BTW, Have a Merry Christmas!


----------



## cducer (May 7, 2010)

Have you considered a " Boga Grip " instead of a net? The origionals are a bit pricey, but I found a knock off at Gander Mountain for less than $20 a few years ago and it works just fine.


----------



## Agent VA (May 3, 2007)

smlobx said:


> Hey JAM, what's the benefit of rubber?
> 
> BTW, Have a Merry Christmas!


It is MUCH easier to get a trebble hook out of a rubber net.


----------



## crumbe (Jul 22, 2011)

Just buy a moderate sized net with a faily short handle..

Like JAM suggested...the rubber mesh one are better and easier to deal with. 

BOCA grips are great....but I use both.

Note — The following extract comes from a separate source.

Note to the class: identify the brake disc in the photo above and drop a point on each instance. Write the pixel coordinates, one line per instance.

I usually use the BOCA grip after I net the fish to control it..especially a spazz flounder..its just easier to control them with the BOCA's...but I do not waste time trying to get the BOCA grip in the mouth of a flounder until after its sitting in the net...the dang things will throw a hook way to easy..net them first.


----------



## smlobx (Jul 3, 2009)

What aboout something like this?
Is it too big or small for flounder etc.

http://www.gandermountain.com/modpe...kwcid=goobase_goobase_filler&cID=GSHOP_441911


----------



## Agent VA (May 3, 2007)

The handle on that is way too long IMHO. Here's the one I use. You can see that the handle is small enough to fit in a Scotty rod holder. This one doesn't have the rubber netting but it works for me.


----------



## cducer (May 7, 2010)

crumbe said:


> Just buy a moderate sized net with a faily short handle..
> 
> Like JAM suggested...the rubber mesh one are better and easier to deal with.
> 
> BOCA grips are great....but I use both. I usually use the BOCA grip after I net the fish to control it..especially a spazz flounder..its just easier to control them with the BOCA's...but I do not waste time trying to get the BOCA grip in the mouth of a flounder until after its sitting in the net...the dang things will throw a hook way to easy..net them first.

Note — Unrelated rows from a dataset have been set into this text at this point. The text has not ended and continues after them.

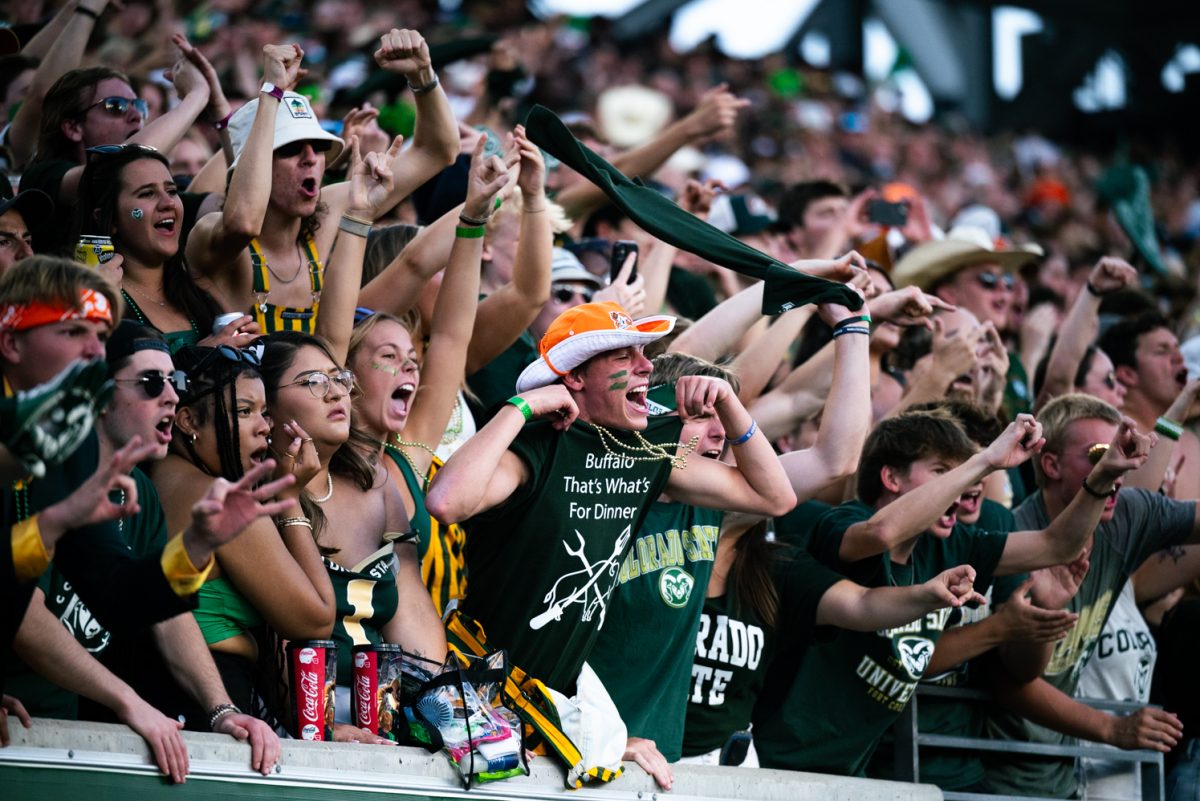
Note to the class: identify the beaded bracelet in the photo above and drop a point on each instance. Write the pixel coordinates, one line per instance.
(355, 226)
(1169, 428)
(522, 407)
(220, 711)
(744, 438)
(852, 320)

I agree with you on that statement.... you definately don't get many shots with the Boga

And some will say that a rubber net will not remove the protective slime off a fish .


----------



## redfish12 (Aug 7, 2010)

You can always get one with a longer handle and cut it off. I found one this year that someone had bent the shaft on. I cut it down to kayak length and it works. It's now my snakehead/flounder net.


----------



## surfnsam (Apr 28, 2008)

redfish12 said:


> You can always get one with a longer handle and cut it off. I found one this year that someone had bent the shaft on. I cut it down to kayak length and it works. It's now my snakehead/flounder net.

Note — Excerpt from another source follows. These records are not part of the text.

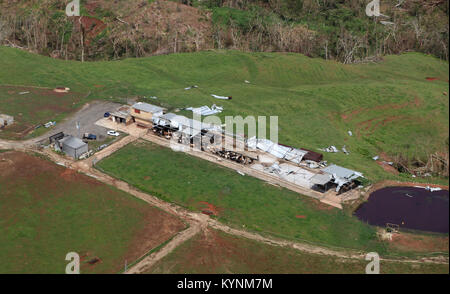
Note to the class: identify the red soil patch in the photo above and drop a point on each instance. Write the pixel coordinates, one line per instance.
(419, 243)
(92, 26)
(156, 227)
(211, 209)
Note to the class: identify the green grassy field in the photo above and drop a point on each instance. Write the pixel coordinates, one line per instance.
(219, 253)
(32, 107)
(47, 211)
(244, 202)
(389, 106)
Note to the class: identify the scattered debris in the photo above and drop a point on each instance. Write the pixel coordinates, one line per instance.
(6, 120)
(206, 110)
(222, 97)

thats what i did, cut the handle down to kayak size about 2' also cut down my crab net to use on the yak


----------



## crumbe (Jul 22, 2011)

Allot of the flip open style nets are a little more expensive....and just about every one I have seen ended up breaking. I would not spend the extra on a flip open style net if your gonna spend the extra spend it on a rubber mesh net....they are without a doubt much easier to get the hooks out of.

The one like AgentVA posted is what I have...it looks like he did another thing I did and took about a 6" piece of those floatie noodle things and put it on the handle so it will float. Lost a HUGE flounder last year because I bumped up against one of the concrete ships and watched my net sink to the bottom...wouldnt you know it..that would be the day I would have the biggest flounder of the year beside my yak and no net to get him in...one head shake and he was gone.


----------